Parole chiare. Nelle pagine della sua biografa Silvia Pettiti viene ricordato che Arturo Paoli è stato una “grande figura della spiritualità contemporanea” e che “la povertà è uno dei temi che attraversano tutta la sua vita (…) La presenza della povertà gli è stata ‘consueta’ negli anni della giovinezza (…) La povertà è stata ‘ispirazione’ della sua scelta di diventare sacerdote”. Quella che lo attirava e lo guidava non era la teologia speculativa e dottrinale che tanto piace ai nostri filosofi neometafisici, pronti a dare lezioni greco-latine di cristianesimo al Papa e ai cardinali. Era piuttosto la teologia della carità e della misericordia, della prossimità fisica, creaturale a chi soffre.

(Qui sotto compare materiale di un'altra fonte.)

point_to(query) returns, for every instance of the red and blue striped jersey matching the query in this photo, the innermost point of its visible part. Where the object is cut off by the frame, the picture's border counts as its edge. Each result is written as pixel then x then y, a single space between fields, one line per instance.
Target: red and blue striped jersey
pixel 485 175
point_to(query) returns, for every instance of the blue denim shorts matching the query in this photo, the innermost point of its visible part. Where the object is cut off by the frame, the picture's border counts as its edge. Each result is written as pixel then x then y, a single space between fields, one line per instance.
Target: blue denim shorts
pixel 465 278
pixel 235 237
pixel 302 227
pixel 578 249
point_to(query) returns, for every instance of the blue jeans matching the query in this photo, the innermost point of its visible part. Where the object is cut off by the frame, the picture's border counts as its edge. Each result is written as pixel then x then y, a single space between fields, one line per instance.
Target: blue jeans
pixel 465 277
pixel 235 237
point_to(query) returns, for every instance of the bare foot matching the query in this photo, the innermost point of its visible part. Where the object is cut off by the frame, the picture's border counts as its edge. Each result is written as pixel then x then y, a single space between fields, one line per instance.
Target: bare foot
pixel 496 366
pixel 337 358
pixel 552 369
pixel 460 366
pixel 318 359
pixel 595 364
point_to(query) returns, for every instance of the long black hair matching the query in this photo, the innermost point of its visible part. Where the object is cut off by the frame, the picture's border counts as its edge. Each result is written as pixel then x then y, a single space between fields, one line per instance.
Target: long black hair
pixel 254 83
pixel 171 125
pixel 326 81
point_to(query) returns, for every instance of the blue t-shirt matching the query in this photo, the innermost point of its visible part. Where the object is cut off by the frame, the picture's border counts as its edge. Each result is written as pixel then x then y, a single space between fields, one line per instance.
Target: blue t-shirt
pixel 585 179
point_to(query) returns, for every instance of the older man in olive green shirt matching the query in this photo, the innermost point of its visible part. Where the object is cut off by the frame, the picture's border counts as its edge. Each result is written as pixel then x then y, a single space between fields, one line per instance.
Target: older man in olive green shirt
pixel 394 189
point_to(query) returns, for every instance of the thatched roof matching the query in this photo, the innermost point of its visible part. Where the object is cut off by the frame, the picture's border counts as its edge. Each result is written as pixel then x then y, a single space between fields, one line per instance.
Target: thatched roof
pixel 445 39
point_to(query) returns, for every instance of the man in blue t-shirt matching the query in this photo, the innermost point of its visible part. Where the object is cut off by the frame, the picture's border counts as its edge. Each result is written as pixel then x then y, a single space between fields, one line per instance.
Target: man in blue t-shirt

Seguono otto domande su Papa Francesco rivolte a una trentina fra religiosi, intellettuali, politici e giornalisti, fra cui Luigi Accattoli, Gian Carlo Caselli, Adriana Destro e Mauro Pesce, Giovanni Franzoni, Bartolomeo Sorge, Marco Travaglio. Fra i tanti pareri espressi è difficile scegliere. Ne ho letti una buona metà e mi sembra che il giudizio positivo su Bergoglio prevalga nettamente sulle perplessità. Ho trovato particolarmente equanime e realistico quanto dice Marco Travaglio: “Papa Francesco ha trovato in Vaticano, in curia e nella chiesa gerarchica in generale una situazione talmente incancrenita e degradata dai continui scandali da farmi pensare che abbia fatto per il momento il massimo che gli era consentito (…) penso che non siamo di fronte soltanto a belle parole, buone intenzioni, giaculatorie e pateravegloria, ma a cambiamenti di sostanza, che naturalmente richiedono del tempo (…) la chiesa non è una grande assemblea modello Sessantotto, dove il primo che si alza dà la linea: è un’istituzione bimillenaria che si regge sulla tradizione e ha le sue regole (…) entrare in queste questioni significa praticare quel facilissimo sport nazionale che è insegnare il mestiere al Papa. Il Papa non può essere un passante che all’improvviso rinuncia a tutte le sue prerogative. Le regole della chiesa sono quelle, chi non le accetta non dovrebbe neanche preoccuparsi troppo se la Chiesa lo mette fuori o lo sanziona”.
Se poi (aggiungo io) si vuole essere, come Simone Weil, cristiani fuori della chiesa, è questa un’impresa che può essere tentata, purchè si abbiano convinzioni vere e sufficienti forze morali e intellettuali. Professare idee forti deve pur comportare qualche prezzo.
Un’idea che nel numero di MicroMega mi lascia in dubbio è quella di “Altrachiesa”. La chiesa, anche con Bergoglio e con le sue innovazioni, è una. Anche prima, quando sembrava più unita, era divisa, plurima e stratificata. Il vecchio marchingegno dialettico inventato da Eraclito e che in varie forme si ritrova in molte tradizioni filosofiche e sapienziali, dice che tutto cambia e quando qualcosa o qualcuno cambiano è perché avevano in sé sia A che B, sia l’idem che l’alter, sia l’identico che il diverso. Ora la dialettica si è rimessa in moto un più visibilmente. L’uno si scinde in due e si trasforma. Anche la rivista MicroMega è la stessa ma anche un’altra.